Lear “tapped into something that nobody had ever done before or even since” with “All in the Family,” according to the popular sitcom star.
Rob Reiner was obviously devastated on Wednesday as he thought back on Norman Lear’s passing. Not only did he admire Lear—whom Reiner described as a “second father”—but he also died at a time when many of the issues he had attempted to expose and combat through his television programs—namely, prejudice and intolerance—were reappearing.
In a phone conversation on Wednesday, Reiner, who had visited Lear multiple times in the previous few months, stated, “He just couldn’t believe that this was happening to America.” “This is not the America that I grew up in, and that we fought to preserve,” he would constantly emphasise. This nation has experienced something that has completely deviated from everything it stands for.
“It’s like Alice in Wonderland,” he would say when we would discuss this, said the 76-year-old Oscar-nominated director Reiner. Playing the progressive son-in-law, Michael, to the narrow-minded, bigoted Archie Bunker on Lear’s most well-known sitcom, “All in the Family,” which aired on CBS from 1971 to 1979, earned Reiner two Emmy Awards.
The show debuted during the appointment viewing period, when the majority of American homes and TV channels were tuned in to the same shows simultaneously. The splitting and divisions have only been exacerbated by the changing viewing habits of American viewers, who can much more easily isolate themselves in echo chambers, according to Reiner.
“We were seen by 40–45 million people every single week,” he added, of the 200 million Americans who lived in the 1970s. “TiVo wasn’t present. DVR was not present. You had to see it when it was on if you wanted to watch it. This implied that you and 40 million other Americans shared a common experience.
Any topic that ‘All in the Family’ addressed during a given week—abortion, racism, gun rights—became water cooler chatter the following morning. The show tackled difficult subjects that would be seen as divisive today. According to Reiner, “you don’t have those kinds of communal experiences where you can talk to people.”
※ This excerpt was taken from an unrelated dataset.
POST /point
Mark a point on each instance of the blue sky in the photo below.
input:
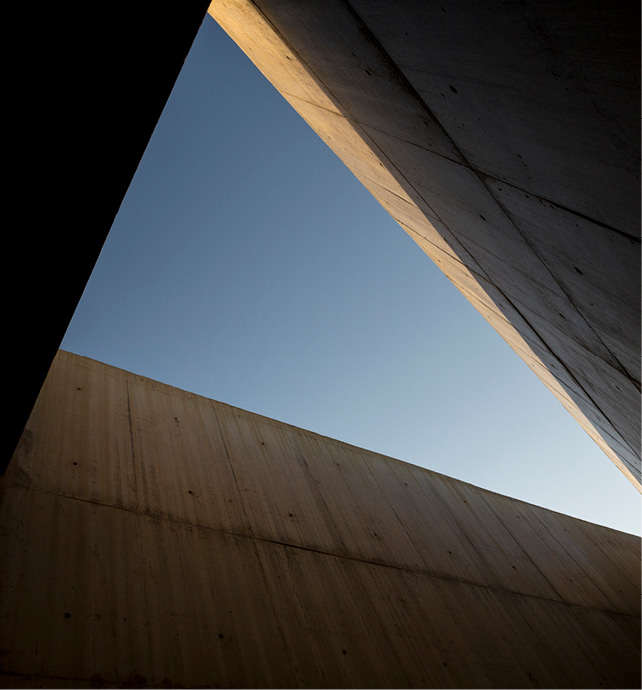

He went on, “The nation either sided with Mike or with Archie, and that made for great discussions.” “There’s no doubt that Lear reached a level of creativity that no one had achieved before or since.”
The 101-year-old Lear took his cue from his all-time favourite play, “Major Barbara,” by George Bernard Shaw. Reiner stated, “You’d go to the play and you’d come away with the equal pro-war/antiwar — you’d come away with equal arguments on both sides, and it was made to spawn discussion” if you were unaware that Shaw was a liberal. And that was Lear’s intention. Thus, he gave both viewpoints. Archie was on his side. Reiner continued, “And the guy I portrayed had my side, and we went at each other.